Two of those opportunities will come on third down and on special teams -- situations tailor-made for Dorsey's talents.

"Those are very important," he said of two units that he expects to be a part of. "Third down, getting off the field, that's the money down. I see myself playing third down, probably some linebacker, because in our third down defense safeties move to backer. I think I can play that position. Special teams, and playing in space, that fits with what I do at safety."

Dorsey is a solid choice as a fixture on third down packages. As mentioned, WVU moves its safeties around to fill linebacking spots, then fills those gaps with extra corners to complete the defensive alignment. Dorsey would bring a hitting mentality to the backer spot, and the Mountaineers likely wouldn't lose much in run support with him manning one of those spots. (There was some thought of playing Dorsey as a linebacker out of high school, and that's a position he could eventually migrate to in the future.)

As for training at the position, Dorsey mentions a pair of departed Mountaineers as his mentors.

"Robert Sands and Sidney Glover, they played those positions last year, and I learned a lot from them. I learned about being more physical from Sidney. He taught me how to do that and attack and do everything hard. I watched them a lot last year, so I think I will be ready to play this year. I just need to be more focused, and stay on my keys, and then just go play."

On special teams, Dorsey believes that one of the necessary attributes for playing safety carries over into the requirements for the coverage squads.

"We play in space a lot, so that helps me on special teams," he explained. "Then the other part of it is just natural instinct. You have to be open and free, and you don't have to worry about linemen on you, and that helps out a lot."

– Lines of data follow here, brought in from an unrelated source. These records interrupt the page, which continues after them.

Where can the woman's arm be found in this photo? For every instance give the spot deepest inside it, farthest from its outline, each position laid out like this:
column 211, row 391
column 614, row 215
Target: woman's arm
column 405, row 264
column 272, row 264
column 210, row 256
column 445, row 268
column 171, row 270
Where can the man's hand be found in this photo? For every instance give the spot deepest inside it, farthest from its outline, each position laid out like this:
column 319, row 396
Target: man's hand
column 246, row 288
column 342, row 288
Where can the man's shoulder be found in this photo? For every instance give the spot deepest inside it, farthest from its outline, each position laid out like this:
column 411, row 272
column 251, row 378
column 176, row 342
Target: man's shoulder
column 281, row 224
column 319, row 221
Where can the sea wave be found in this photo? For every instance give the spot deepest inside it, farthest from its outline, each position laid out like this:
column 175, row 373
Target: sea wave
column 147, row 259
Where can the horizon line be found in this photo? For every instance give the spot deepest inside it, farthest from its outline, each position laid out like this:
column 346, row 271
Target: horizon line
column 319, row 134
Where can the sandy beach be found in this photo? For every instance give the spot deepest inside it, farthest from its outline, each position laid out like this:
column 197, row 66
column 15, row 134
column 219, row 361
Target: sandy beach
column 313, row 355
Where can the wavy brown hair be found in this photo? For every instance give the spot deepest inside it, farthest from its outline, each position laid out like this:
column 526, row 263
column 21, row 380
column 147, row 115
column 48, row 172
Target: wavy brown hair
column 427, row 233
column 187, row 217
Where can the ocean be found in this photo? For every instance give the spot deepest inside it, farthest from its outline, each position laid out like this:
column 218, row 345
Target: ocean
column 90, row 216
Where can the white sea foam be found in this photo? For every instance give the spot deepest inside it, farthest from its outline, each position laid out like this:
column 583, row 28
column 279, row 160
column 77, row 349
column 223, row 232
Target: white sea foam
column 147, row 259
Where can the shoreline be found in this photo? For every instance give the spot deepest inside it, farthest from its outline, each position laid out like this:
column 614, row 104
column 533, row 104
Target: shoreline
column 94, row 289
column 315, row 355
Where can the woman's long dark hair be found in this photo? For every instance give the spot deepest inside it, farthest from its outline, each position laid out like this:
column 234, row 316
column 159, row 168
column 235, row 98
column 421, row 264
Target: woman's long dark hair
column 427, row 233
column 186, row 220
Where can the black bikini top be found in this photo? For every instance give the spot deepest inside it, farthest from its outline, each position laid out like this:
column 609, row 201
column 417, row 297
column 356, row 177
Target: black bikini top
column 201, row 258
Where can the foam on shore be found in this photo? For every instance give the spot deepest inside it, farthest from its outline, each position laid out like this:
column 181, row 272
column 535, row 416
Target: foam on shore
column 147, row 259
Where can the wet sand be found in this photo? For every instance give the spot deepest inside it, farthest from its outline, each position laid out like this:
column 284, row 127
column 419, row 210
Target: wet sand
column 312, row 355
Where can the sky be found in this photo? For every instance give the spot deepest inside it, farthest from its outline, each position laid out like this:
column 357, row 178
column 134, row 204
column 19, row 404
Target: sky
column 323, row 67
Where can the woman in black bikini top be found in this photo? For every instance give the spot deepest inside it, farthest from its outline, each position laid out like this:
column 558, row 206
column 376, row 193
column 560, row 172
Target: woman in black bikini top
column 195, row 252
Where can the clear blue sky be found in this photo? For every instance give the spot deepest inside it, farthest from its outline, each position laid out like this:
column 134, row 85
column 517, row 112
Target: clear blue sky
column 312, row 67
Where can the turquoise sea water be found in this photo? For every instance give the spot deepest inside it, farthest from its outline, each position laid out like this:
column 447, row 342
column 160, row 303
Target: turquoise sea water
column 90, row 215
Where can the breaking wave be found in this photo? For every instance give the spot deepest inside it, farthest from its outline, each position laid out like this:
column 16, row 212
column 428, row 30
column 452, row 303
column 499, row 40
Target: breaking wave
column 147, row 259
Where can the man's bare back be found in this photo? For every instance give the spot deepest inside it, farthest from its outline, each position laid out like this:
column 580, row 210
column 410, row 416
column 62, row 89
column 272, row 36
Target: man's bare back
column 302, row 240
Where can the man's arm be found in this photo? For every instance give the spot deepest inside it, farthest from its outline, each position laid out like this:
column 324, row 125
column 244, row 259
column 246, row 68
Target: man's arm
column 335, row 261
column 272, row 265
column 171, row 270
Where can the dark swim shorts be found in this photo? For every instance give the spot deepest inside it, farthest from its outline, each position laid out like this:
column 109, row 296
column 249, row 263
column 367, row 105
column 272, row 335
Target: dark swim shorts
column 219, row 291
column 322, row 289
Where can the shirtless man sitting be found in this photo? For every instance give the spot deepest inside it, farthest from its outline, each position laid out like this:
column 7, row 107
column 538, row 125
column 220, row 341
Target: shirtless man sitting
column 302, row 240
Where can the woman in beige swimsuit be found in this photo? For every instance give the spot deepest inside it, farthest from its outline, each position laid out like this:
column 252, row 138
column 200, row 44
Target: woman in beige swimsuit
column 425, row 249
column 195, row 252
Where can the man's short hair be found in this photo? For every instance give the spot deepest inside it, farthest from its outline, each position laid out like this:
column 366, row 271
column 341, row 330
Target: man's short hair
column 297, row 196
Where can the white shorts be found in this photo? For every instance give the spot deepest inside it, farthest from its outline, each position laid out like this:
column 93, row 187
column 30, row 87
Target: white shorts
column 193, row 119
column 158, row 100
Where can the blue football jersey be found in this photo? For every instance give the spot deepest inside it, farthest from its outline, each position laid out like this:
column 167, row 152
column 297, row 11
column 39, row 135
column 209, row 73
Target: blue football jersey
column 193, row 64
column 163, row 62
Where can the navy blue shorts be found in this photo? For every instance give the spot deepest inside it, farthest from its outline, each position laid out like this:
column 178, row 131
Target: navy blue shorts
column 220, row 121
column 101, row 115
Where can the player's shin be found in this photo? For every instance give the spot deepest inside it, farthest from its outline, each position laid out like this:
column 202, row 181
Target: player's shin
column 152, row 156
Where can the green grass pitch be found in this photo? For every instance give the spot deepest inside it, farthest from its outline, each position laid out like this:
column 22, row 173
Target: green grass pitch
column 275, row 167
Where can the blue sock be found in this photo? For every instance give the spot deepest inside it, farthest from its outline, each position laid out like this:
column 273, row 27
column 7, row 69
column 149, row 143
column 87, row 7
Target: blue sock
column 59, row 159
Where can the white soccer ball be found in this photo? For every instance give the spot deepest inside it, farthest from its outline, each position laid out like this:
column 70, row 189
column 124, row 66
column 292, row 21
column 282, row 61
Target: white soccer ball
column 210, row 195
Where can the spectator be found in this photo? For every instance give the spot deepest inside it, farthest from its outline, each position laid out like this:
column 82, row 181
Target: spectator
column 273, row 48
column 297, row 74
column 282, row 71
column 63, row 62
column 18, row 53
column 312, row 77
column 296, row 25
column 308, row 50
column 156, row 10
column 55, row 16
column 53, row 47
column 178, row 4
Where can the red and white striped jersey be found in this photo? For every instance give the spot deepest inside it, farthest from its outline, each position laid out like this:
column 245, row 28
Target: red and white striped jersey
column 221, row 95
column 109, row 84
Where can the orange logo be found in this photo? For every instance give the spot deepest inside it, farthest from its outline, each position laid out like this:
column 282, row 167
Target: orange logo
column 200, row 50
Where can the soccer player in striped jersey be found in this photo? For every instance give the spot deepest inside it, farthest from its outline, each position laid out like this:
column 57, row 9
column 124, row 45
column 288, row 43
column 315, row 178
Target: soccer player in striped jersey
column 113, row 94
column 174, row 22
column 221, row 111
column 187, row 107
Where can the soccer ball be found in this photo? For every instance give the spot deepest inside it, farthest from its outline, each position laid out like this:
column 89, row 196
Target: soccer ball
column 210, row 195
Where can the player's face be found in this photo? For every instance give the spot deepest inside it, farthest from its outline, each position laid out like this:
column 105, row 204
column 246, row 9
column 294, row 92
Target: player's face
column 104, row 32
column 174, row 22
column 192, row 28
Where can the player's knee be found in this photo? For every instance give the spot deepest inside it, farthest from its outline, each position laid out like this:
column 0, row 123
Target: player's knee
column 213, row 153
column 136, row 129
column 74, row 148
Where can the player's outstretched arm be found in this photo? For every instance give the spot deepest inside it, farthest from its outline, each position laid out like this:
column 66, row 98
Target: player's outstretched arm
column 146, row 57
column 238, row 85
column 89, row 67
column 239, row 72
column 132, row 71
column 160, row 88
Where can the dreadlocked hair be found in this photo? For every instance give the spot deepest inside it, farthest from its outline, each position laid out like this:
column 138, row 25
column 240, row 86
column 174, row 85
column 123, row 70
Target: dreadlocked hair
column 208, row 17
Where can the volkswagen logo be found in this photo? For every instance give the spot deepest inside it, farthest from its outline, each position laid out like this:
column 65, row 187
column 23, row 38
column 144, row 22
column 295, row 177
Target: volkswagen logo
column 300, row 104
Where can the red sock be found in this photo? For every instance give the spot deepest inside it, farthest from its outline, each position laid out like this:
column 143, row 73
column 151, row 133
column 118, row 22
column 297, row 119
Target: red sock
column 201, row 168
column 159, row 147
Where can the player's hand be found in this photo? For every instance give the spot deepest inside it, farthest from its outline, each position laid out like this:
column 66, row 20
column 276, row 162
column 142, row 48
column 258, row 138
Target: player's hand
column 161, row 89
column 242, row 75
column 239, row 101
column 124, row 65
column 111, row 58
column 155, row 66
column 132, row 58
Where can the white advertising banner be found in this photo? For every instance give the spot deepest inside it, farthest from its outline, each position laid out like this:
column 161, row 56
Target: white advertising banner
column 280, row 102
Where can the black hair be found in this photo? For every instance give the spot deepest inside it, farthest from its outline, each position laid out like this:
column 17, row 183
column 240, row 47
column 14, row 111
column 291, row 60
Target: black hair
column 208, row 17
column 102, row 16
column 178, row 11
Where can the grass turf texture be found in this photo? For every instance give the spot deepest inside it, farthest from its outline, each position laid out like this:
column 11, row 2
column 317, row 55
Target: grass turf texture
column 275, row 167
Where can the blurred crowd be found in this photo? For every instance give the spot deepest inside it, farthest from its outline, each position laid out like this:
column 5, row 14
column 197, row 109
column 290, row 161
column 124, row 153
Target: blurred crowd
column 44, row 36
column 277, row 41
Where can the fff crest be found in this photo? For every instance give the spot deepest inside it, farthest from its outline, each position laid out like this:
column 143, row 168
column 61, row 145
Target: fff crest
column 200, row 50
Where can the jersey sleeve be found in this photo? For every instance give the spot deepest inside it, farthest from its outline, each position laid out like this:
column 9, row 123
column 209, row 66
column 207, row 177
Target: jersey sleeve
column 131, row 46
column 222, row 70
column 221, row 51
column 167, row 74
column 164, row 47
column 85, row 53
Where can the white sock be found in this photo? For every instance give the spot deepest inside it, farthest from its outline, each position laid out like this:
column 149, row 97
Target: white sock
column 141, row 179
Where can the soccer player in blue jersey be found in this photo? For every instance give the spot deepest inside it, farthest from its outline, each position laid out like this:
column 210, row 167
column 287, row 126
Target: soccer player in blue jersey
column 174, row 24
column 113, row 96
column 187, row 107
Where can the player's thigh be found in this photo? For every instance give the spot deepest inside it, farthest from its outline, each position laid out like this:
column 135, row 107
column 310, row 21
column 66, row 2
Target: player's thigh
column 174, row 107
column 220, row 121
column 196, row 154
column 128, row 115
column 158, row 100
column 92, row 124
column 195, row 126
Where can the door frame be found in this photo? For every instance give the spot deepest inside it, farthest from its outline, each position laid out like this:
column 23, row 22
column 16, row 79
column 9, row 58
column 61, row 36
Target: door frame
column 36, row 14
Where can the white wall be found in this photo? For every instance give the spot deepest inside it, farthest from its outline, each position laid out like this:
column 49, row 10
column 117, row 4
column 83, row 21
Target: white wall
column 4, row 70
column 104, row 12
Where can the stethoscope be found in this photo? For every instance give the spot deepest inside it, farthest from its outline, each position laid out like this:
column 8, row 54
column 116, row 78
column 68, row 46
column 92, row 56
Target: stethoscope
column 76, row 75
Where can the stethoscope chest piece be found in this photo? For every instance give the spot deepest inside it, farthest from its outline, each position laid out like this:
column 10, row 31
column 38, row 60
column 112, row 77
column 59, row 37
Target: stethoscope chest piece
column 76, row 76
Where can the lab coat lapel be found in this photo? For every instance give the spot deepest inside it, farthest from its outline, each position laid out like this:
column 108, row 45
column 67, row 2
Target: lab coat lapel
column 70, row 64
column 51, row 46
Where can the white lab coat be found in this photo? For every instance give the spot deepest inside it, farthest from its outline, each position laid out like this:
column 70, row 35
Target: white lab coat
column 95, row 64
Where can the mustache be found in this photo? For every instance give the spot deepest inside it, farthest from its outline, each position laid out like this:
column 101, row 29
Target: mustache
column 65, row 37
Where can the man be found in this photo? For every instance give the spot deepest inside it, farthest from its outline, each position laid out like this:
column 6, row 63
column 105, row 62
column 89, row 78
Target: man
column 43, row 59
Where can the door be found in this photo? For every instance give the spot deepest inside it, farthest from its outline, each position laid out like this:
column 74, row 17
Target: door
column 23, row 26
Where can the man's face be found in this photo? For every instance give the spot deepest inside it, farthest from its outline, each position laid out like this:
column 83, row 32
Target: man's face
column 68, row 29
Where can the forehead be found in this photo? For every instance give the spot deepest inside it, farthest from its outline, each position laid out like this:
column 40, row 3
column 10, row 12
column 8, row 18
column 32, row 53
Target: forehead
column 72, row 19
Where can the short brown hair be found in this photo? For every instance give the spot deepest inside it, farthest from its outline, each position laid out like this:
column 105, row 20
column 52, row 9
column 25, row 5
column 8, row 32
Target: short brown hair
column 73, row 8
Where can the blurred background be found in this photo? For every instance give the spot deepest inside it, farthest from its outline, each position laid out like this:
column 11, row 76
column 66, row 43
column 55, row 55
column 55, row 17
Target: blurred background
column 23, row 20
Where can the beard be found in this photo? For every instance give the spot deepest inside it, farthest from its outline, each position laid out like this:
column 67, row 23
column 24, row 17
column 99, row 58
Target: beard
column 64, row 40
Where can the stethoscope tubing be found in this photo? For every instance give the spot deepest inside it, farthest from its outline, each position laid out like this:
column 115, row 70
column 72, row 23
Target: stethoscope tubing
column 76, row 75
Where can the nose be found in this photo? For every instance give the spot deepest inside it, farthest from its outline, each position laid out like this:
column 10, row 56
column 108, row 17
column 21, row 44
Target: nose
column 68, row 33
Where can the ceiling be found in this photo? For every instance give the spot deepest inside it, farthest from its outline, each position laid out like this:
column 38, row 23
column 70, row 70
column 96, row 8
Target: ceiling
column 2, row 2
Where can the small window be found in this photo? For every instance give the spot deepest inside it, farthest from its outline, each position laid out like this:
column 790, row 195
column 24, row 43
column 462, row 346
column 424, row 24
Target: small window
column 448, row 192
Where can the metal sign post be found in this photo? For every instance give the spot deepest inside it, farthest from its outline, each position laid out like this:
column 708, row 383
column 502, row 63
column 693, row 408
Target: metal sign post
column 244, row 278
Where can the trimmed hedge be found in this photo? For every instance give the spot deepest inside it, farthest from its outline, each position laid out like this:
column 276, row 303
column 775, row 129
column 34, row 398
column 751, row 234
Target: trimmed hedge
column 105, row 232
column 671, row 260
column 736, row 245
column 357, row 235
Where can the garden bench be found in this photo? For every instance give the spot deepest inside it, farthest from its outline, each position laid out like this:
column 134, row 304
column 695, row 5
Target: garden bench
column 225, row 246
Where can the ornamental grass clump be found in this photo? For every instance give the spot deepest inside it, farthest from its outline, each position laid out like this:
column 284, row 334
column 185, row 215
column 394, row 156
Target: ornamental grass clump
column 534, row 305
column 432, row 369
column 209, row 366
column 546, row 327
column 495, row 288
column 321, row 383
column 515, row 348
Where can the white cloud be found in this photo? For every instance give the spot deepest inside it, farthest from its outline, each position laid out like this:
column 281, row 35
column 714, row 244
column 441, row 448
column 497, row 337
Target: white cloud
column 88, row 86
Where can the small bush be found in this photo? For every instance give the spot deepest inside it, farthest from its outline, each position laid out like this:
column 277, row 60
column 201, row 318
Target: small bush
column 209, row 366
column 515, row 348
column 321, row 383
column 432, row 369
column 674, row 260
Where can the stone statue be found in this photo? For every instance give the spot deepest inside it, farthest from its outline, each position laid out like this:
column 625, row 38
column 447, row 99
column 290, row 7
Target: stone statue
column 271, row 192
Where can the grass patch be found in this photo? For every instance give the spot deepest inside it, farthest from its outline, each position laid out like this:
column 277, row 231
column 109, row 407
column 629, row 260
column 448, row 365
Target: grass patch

So, while Dorsey might not end up with a starting role this year, he certainly has the potential to rack up more snaps than the average sophomore. Put together 5-10 reps as a spur, 15 or so on third down and passing situations, and another 10-15 on special teams, and he will have many opportunities to display his abilities. Those chances could end up making him one of the key players in West Virginia's rebuilding project on defense and kick coverage teams -- and earn him more notice from those that overlooked his fast start.